Biodiesel perlu diuji sifat fisisnya untuk menghindari kerusakan pada mesin atau kerugian lain yang mungkin timbul selama penggunaan bahan bakar ini. Sifat biodiesel kemudian dibandingkan dengan standar kualitas bahan bakar diesel dengan menggunakan metode ASTM (American Standard Technology Methods). Uji tersebut meliputi kekentalan, titik lebur, titik nyala, conradson carbon residue, nilai kalor, serta warna.
Diharapkan penelitian ini akan memberikan kontribusi yang cukup berarti bagi ilmu pengetahuan, khususnya di bidang energi, dalam hal penemuan sumber energi alternatif.
1.2 Permasalahan
Atas dasar pemikiran di atas, permasalahan yang diambil peneliti adalah:
1. Jenis katalis yang manakah di antara katalis KOH, ZA, ZA kering, ZKOH, dan Z-KOH kering yang memberikan hasil terbaik pada reaksi transesterifikasi minyak biji jarak menjadi metil ester?

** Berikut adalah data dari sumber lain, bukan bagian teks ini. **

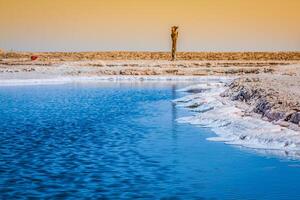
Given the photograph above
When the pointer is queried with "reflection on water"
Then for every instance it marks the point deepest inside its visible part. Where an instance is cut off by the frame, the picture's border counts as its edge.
(121, 141)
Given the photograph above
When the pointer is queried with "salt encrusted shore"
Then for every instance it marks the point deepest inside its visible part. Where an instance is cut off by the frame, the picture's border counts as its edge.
(274, 97)
(253, 103)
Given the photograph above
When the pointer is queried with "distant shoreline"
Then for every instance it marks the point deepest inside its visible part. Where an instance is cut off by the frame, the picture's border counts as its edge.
(133, 55)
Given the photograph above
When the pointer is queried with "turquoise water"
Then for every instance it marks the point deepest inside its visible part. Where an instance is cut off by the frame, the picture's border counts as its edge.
(122, 141)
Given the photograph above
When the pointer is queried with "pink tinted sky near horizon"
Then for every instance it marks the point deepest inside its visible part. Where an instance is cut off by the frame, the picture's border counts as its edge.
(141, 25)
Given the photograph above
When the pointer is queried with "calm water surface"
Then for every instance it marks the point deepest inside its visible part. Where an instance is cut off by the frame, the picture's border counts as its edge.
(121, 141)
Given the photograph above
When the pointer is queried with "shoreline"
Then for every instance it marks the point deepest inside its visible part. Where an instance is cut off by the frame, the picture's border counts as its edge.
(224, 99)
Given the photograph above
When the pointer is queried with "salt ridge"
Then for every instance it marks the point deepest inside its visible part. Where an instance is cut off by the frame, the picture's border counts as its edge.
(232, 126)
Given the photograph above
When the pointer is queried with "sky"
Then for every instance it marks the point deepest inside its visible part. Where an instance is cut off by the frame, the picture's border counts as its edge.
(144, 25)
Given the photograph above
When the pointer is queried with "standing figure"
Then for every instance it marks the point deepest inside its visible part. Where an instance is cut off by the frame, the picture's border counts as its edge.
(174, 36)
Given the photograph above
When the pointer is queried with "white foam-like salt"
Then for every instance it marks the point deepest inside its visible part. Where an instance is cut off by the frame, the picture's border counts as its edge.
(231, 126)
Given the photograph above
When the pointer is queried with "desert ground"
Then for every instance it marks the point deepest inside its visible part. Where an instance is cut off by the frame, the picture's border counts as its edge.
(267, 84)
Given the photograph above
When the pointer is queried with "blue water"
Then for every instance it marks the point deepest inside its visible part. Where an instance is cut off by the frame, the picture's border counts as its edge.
(121, 141)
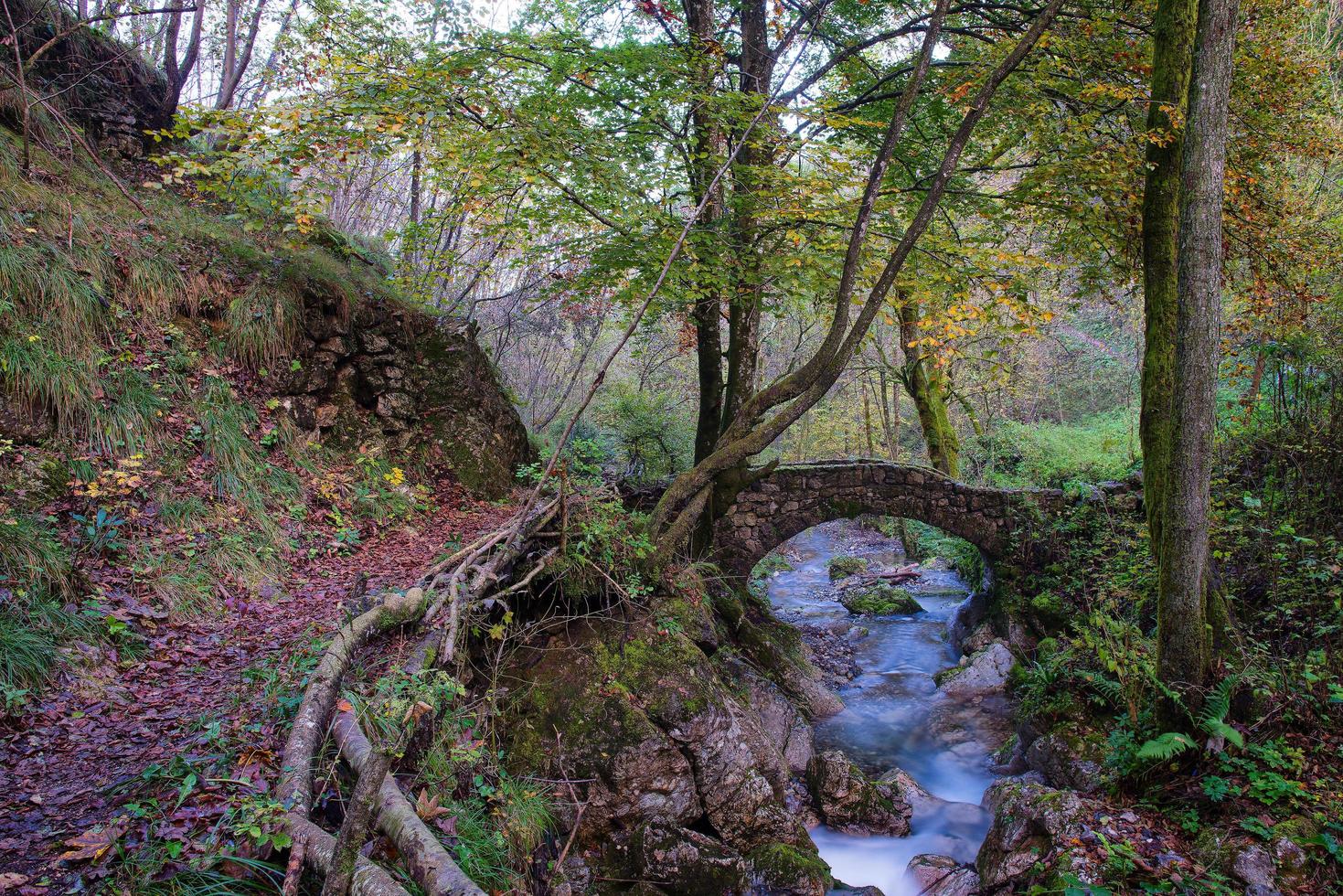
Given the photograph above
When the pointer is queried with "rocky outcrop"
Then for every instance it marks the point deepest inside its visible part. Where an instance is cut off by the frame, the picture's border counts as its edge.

2. Apakah hasil terbaik yang diperoleh dengan menggunakan salah satu katalis tersebut telah memenuhi standar sifat-sifat fisis biodiesel seperti yang telah disyaratkan dengan menggunakan metode ASTM?
1.3 Tujuan Penelitian
Hasil penelitian ini diharapkan dapat digunakan untuk:
1. Mengetahui diantara jenis katalis KOH, ZA, ZA kering, Z-KOH, dan ZKOH kering yang dapat memberikan hasil yang terbaik pada reaksi transesterifikasi minyak biji jarak menjadi metil ester.
2. Membandingkan sifat-sifat fisis metil ester yang dihasilkan dari reaksi transesterifikasi dengan menggunakan salah satu katalis tersebut dengan standar biodiesel seperti yang telah disyaratkan dengan menggunakan metode ASTM.
1.4 Manfaat Penelitian
1. Untuk memperkaya khasanah pengetahuan tentang energi alternatif pengganti minyak diesel berbasis bahan bakar fosil.
2. Menyediakan informasi ilmiah tentang reaksi transesterifikasi trigliserida dengan metanol untuk menghasilkan metil ester dan gliserol.
3. Sebagai usaha pemberdayaan tanaman jarak pagar (Jatropha curcas Linn).